Overall, celebrating migrants' food plants could help to foster several dimensions of sustainability and can contribute to social cohesion, by promoting diversity and cultural exchange, supporting local economies, building social networks, contributing to agrobiodiversity conservation, and food sovereignty.

Conclusions

Ethnobotany, specifically focusing on the study of food plants and emphasizing the role of contextualized knowledge and practices, plays a significant role in understanding and connecting various pressing issues on food security and food sovereignty. The way the dynamic relationships between people and plants change after moving from one place to another depends strongly on how attached this group of people is to their original cultural identity and the permeability and support of the dominant society in the target area to the arrival of these newcomers. It also highly depends on the conditions surrounding arrival, the level of the traumatization, and if the needed support is received in the host country. In the general picture, diverse cultural identities have the potential to create pockets of biodiversity, when people use and manage plants for various purposes with various intensities and consistency, notably food plants.

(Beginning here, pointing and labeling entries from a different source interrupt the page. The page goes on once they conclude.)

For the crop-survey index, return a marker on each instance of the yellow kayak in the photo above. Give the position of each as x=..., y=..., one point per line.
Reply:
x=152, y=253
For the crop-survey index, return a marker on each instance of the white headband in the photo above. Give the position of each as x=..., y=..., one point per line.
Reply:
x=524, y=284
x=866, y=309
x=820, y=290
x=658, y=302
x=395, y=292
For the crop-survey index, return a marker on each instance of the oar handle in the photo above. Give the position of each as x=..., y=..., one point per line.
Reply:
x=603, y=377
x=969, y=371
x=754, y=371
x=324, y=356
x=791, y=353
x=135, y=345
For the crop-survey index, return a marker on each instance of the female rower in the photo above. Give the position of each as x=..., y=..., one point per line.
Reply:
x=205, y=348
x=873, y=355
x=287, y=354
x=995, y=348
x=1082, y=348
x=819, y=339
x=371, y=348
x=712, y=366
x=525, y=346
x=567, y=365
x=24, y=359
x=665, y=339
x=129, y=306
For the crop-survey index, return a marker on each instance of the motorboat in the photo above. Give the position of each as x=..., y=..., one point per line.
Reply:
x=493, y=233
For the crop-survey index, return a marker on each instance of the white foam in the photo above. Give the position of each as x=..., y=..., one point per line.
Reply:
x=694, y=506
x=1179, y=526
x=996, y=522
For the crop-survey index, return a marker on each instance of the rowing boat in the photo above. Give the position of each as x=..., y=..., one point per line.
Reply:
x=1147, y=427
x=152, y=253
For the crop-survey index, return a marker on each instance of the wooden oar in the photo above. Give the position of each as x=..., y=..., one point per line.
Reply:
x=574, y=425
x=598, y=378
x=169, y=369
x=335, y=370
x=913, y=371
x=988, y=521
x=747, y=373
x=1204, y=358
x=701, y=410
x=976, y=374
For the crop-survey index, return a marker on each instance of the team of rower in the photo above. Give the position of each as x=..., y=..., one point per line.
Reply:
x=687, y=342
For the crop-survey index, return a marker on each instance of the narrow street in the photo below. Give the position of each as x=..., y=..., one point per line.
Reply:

Food plants can be elements of comfort for people in distress due to migration, including traumatic situations, but also uneasiness about being a long-lived place of identity. On the plant side, migrations can contribute to landscape transformations via agrobiodiversity increase, and ultimately to biodiversity conservation when native useful plants are part of multicultural food repertoires. Within this scope, we suggest more efforts to understand the dynamics of food plant adaptation in internal migrations, including rural-to-urban and rural-to-rural movements. Adaptive processes including replacement but also abandonment have been understudied, as well as the disappearance of plant knowledge. Eventually, future studies will need to clarify if and how marginalization processes can accelerate the loss or resilience of unique ethnobotanical repertoires. Regarding sustainability, by embracing and celebrating the food of different cultures, transported by current or past migratory displacements, more inclusive and vibrant communities could be enhanced, and also be better equipped to face the challenges of the future.